For the second year in a row, TV station Gold has inflicted a top ten list of modern Christmas cracker jokes upon the world.
The intention behind the competition is to bring cracker jokes into the 21st century. This year's 'top 10' - listed below - therefore does contain references to the likes of UKIP and The Great British Bake Off. The jokes are also absolutely groan-worthy, which does indeed seem to be the primary characteristic that defines a cracker joke.
Reader discretion is advised, as many of these are truly, proudly awful:
- What will be missing from Take That's Christmas stocking this year? An Orange.
- How does Luis Suarez like his Christmas dinner? Bite-sized.
- What do the royal family play at Christmas instead of musical chairs? Game of Thrones.

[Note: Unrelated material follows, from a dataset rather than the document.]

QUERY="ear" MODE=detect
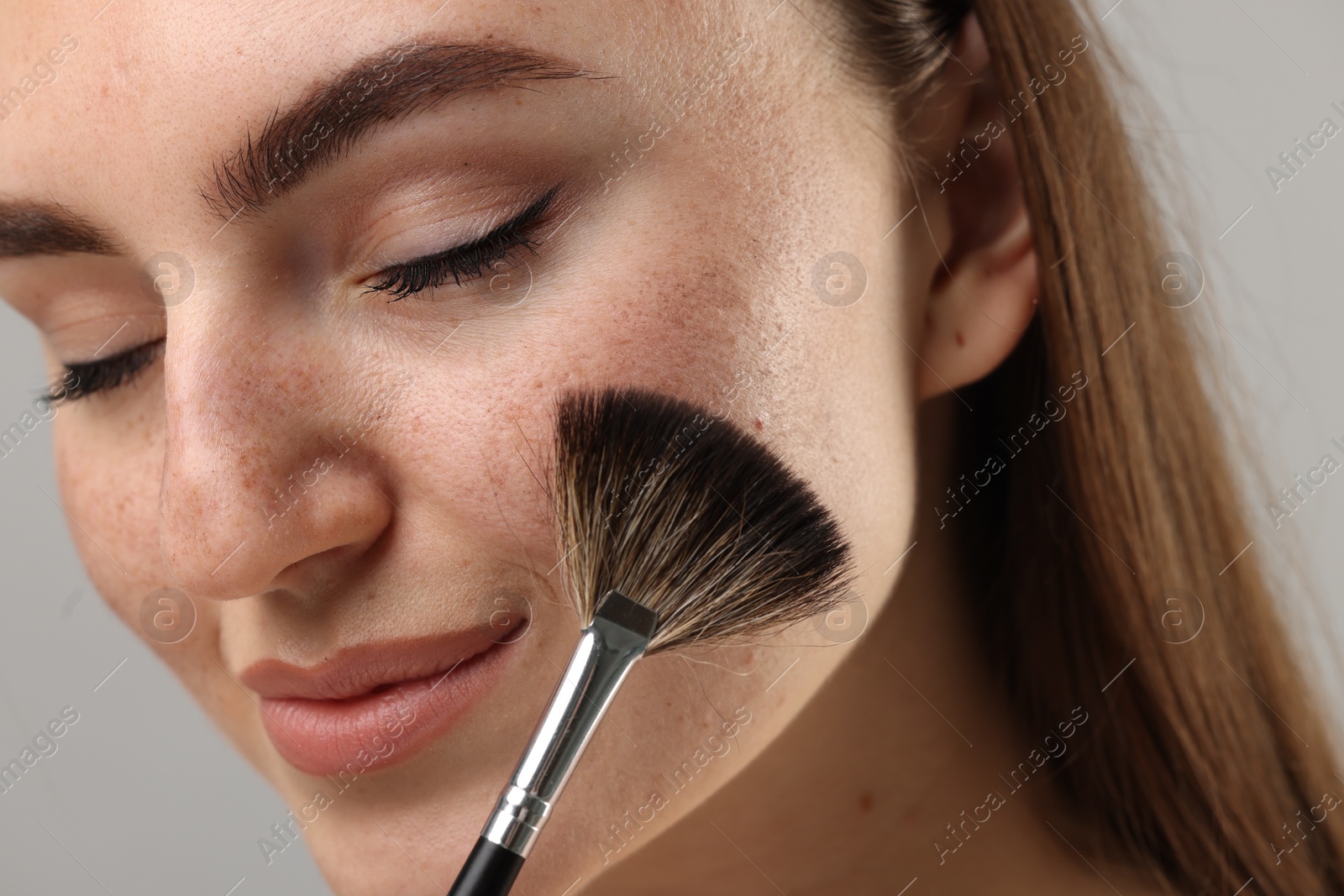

- What did the Snowman say to the aggressive carrot? 'Get out of my face.'
- Why is Christmas a busy time for David Cameron? He's got two parties to organise.
- What's the difference between Bono and Santa? Santa gives you things you want.
- Why won't Santa visit Nigel Farage? Because he only comes if you sleep, not if UKIP.
- Why are snowmen rubbish at cricket? They're always bowling snow-balls.
- I got a UKIP advent calendar. It's rubbish, all the doors keep slamming shut.
- Why is The Great British Bake Off like the nativity? Because the Star is in the Yeast.
The author of the winning joke Lynne Newton has received £1,500 (around €1,890) towards a holiday and a box of 'Gold Crackers' - one of which contains her winning Take That joke.